Quote:
Originally Posted by
hanson44
Yes, I think the sort syntax reinforces what I was trying to say. "sort -t, -k 8 fields.txt" sorts "field 8". The sort man page refers to "field separator" and "field number" and --field-separator. "column" is not even mentioned on the sort man page.
For the position within a field, both sort and cut use "character" instead of "column". In other words, cut says --characters where I would have said --columns. To me "characters" is confusing, as could be interpreted to be "--characters=ABC" as if looking for those "characters". The man pages says "select only these characters". Why did they choose --characters instead of --columns for the option name?
Of course, nobody is going to change the option name at this point. I suppose they could at least improve the cut man page, to say "select only these character positions".
If you have a tab character, it may occupy one or more columns. If you have a backspace character, that character and the character it follows may occupy only one column. If you are looking at a Kanji character, a single character may occupy two columns. That is why we chose character rather than column for the tag associated with the -c option to sort.
The cut utility does not perform cuts based on the columns in which characters will be displayed. It can perform cuts based on the number of bytes (-b), the number of characters (-c), or the number of fields (-f).

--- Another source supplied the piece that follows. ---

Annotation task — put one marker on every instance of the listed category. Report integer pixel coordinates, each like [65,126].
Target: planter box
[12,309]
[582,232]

There is no option to cut the characters or bytes that will occupy a particular range of column positions (such as recognizing that the three character sequence <a><backspace><underline> immediately following a <newline> character will all occupy output column number one on some output devices). And the way the sequence of characters <a><tab><backspace><c> translates into output columns may vary considerably based not only on the position within a line where it appears but also on the software or hardware that is interpreting that sequence. Does the <backspace> character backspace over the previous output column or over the previous character (<tab> in this case)? What does the <backspace> character do when it is the first character on a line? Again, counting characters provides a clearly defined operation. If we had used output columns instead of characters (or bytes), the behavior required would not match any known existing implementation of the cut utility.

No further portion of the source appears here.